Still other schools use simulator programs to help students understand the physicality of alcohol impairment. The West Virginia Alcohol Beverage Control Administration (WVABCA) in partnership with State Farm and the West Virginia Governor’s Highway Safety Program created a DUI simulator. This allows students to experience difficult driving conditions under various blood alcohol content (BAC) levels. The DUI simulator has been to every high school in the state and even to numerous colleges and universities.  Over 20,000 students have participated.

San Jose has several DUI education programs including a “Crash Trailer.” This exhibit contains an automobile involved in a fatal traffic involving a drunk driver. It also provides a 2 day program called Every 15 Minutes involving a staged DUI fatal collision and mock funeral.

At Keyser High School in West Virginia, students witness a lifelike mock DUI accident staged by local first responders.

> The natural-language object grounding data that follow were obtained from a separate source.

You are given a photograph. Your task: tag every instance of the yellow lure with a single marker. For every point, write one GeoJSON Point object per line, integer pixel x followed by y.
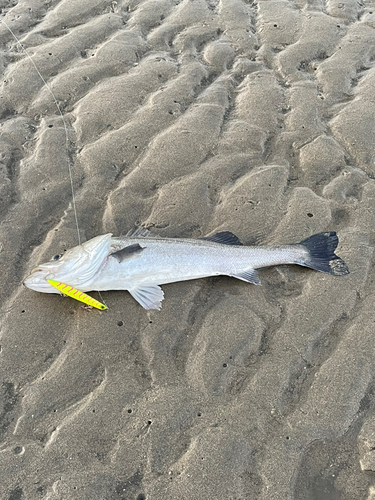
{"type": "Point", "coordinates": [76, 294]}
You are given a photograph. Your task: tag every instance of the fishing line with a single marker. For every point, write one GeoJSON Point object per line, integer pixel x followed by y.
{"type": "Point", "coordinates": [62, 118]}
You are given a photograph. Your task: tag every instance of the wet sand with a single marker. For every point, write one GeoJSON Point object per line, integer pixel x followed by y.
{"type": "Point", "coordinates": [189, 117]}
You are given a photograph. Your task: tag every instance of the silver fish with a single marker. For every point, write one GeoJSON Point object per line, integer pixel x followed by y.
{"type": "Point", "coordinates": [141, 261]}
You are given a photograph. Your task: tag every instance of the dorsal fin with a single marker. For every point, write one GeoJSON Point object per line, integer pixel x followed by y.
{"type": "Point", "coordinates": [224, 237]}
{"type": "Point", "coordinates": [127, 252]}
{"type": "Point", "coordinates": [140, 232]}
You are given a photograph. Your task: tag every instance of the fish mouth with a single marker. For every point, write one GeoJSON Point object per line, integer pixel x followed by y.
{"type": "Point", "coordinates": [37, 281]}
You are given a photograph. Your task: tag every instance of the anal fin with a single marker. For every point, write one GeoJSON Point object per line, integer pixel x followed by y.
{"type": "Point", "coordinates": [149, 296]}
{"type": "Point", "coordinates": [250, 275]}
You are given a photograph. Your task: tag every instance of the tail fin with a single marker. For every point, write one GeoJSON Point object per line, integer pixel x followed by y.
{"type": "Point", "coordinates": [322, 257]}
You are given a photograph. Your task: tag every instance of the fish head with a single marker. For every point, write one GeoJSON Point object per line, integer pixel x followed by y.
{"type": "Point", "coordinates": [77, 267]}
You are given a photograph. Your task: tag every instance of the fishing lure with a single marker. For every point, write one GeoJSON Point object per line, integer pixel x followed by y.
{"type": "Point", "coordinates": [76, 294]}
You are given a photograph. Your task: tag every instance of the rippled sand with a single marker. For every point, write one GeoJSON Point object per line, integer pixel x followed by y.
{"type": "Point", "coordinates": [189, 117]}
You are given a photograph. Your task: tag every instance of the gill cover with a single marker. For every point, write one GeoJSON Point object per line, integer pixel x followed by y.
{"type": "Point", "coordinates": [79, 265]}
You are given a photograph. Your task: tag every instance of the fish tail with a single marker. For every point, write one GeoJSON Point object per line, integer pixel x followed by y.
{"type": "Point", "coordinates": [322, 257]}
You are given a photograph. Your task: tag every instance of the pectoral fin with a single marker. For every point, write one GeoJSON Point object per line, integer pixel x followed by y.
{"type": "Point", "coordinates": [251, 276]}
{"type": "Point", "coordinates": [149, 296]}
{"type": "Point", "coordinates": [127, 252]}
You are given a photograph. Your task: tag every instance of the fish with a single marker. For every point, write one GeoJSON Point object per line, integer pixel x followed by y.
{"type": "Point", "coordinates": [141, 261]}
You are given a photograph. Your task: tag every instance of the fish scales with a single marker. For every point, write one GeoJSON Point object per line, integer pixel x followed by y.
{"type": "Point", "coordinates": [140, 262]}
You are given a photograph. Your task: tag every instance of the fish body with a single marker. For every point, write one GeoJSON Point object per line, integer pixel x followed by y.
{"type": "Point", "coordinates": [139, 262]}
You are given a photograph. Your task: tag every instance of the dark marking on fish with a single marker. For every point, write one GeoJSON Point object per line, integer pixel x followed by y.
{"type": "Point", "coordinates": [224, 237]}
{"type": "Point", "coordinates": [322, 257]}
{"type": "Point", "coordinates": [127, 252]}
{"type": "Point", "coordinates": [251, 276]}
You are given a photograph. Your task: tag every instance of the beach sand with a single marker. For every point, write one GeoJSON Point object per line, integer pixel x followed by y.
{"type": "Point", "coordinates": [189, 117]}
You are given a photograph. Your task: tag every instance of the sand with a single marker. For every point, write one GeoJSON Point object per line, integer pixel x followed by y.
{"type": "Point", "coordinates": [189, 117]}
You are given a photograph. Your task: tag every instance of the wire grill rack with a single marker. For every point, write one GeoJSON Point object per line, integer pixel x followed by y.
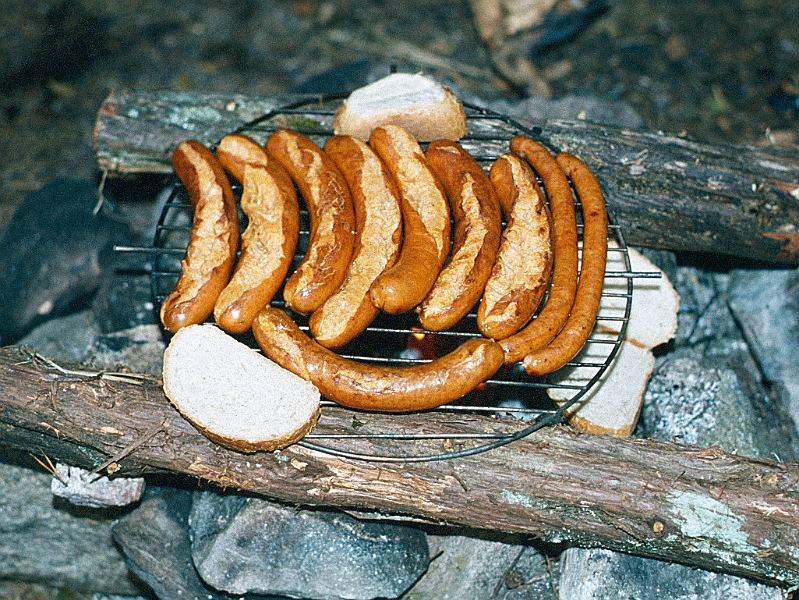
{"type": "Point", "coordinates": [518, 404]}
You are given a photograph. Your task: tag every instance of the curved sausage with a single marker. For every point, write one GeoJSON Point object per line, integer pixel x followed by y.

The accident involves a set up involving two vehicles, one on its top, to illustrate the reality of potential dangers of drinking while driving. People portray the victims, replete with blood. The first responders even cut two of the victims out of the car.

Ford has created a new suit that simulates being drunk and can be used to train people, especially young drivers, how it feels before they try it in real life.